Gintoki allentò gradualmente la stretta, colpito da quella confessione, 《Io... non ne avevo idea》.
《I miei modi di fare sono sempre stati contorti, non fartene una colpa》 lo rassicurò con inusuale tenerezza.
Gintoki inclinò il viso, per un momento pensieroso, 《Immagino... la Shinsengumi potrebbe metterci una buona parola, almeno per loro due》.
Shinsuke gli diede un colpetto sulla spalla per attirare di nuovo la sua attenzione, ora che le difese s'erano un po' abbassate forse potevano affrontare un altro discorso e fare qualcosa che l'orgoglio gli aveva impedito da tempo.
《In più, c'è qualcos'altro...》.
《Cosa?》 lo guardò, curioso.
Deglutì con gola riarsa, era più difficile di quel che pensava, 《Scusarmi per il male che ti ho fatto》.
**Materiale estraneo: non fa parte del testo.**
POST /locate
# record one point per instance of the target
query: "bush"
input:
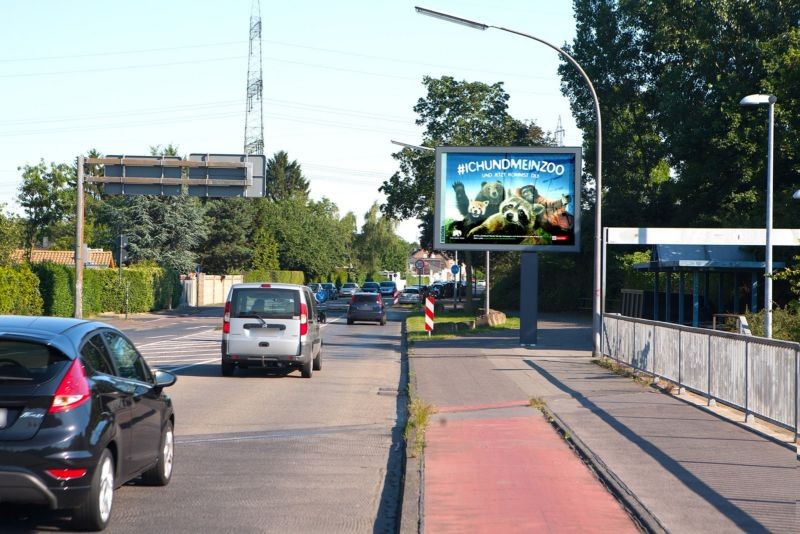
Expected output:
(19, 291)
(283, 277)
(149, 287)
Gintoki sgranò gli occhi, mostrandosi sinceramente sorpreso.
《Non... non mi hai fatto alcun male, Shin》 mormorò con voce rotta, sincero. Era facile leggerlo, scorgere con chiarezza quella sua convinzione di aver meritato ogni sofferenza.
Malgrado tutto Gintoki non s'era ancora perdonato.
《Non ti odio》.
《Lo so》 disse con un soffio di fiato.
《Non ti odio per aver ucciso Shoyo, non ti ho mai odiato》.
Il pomo d'Adamo di Gintoki tremò, 《C-certo, lo so》.
Shinsuke accennò una breve risata, era ovvio non lo sapesse. Allungò il braccio verso di lui per sfiorargli i ricci umidi dalla pioggia con la punta delle dita e disse: 《Alle volte è stancante vederti sorridere in quel modo a delle stupide foto e non a me, viviamo nella stessa casa Gintoki》.
《Ti ho portato via...》 sembrava faticare a parlare.
《Non mi hai portato via nulla, ha fatto male ad entrambi, anzi, ha fatto più male a te》.
Dirlo fu come liberarsi da un peso enorme.
Gintoki schiuse la bocca, sbalordito, per qualche attimo non parve in grado di parlare, poi con un gesto stizzito del braccio cancellò l'impressione di lacrime che si stavano formando ai lati delle ciglia e le labbra si piegarono dolcemente, in quel sorriso ricolmo di gioia e amore che mai aveva direttamente rivolto prima a Takasugi.
《Posso baciarti in pubblico?》 domandò, invadendo il suo spazio personale.
Shinsuke scrollò le spalle, 《Quale pubblico? Gli unici due cretini in giro con un temporale siamo noi》 lo bloccò però prima potesse sporgersi e gli mise una mano sulla bocca 《Ma la risposta è no, ci sono già stati troppi orribili cliché》.
Comunque gli avvolse i fianchi, sostenendo ancora l'ombrello per cercare di ripararli; probabilmente stava per lagnarsi di quella coccola negata e provare a baciarlo lo stesso, ma venne interrotto da un urlo talmente fastidioso – e conosciuto – da far sospirare entrambi nello stesso momento.
《Takasugi! Che bello! Finalmente ti ho trovato!》.
Katsura stava correndo in loro direzione, affannato e bagnato fradicio; sventolava con la mano il suo cellulare, Elizabeth alle calcagna con uno strano dispositivo attaccato al collo, tutti e due un po' sprimacciati e con i vestiti bruciati ai bordi.
《Il governo continua a bloccare i miei numeri di telefono, ma dovrei aver risolto adesso, così posso mandarti le foto delle nostre vacanze, siamo stati a sciare!》.
Shinsuke si lasciò andare contro la spalla di Gintoki, quella era una maledizione peggiore di passare il resto della sua vita all'Inferno.
《Devo assolutamente liberarmi di quell'orribile aggeggio》.
Gintoki ridacchiò e gli baciò la tempia, 《Ecco perché Ginsan non ha un cellulare》.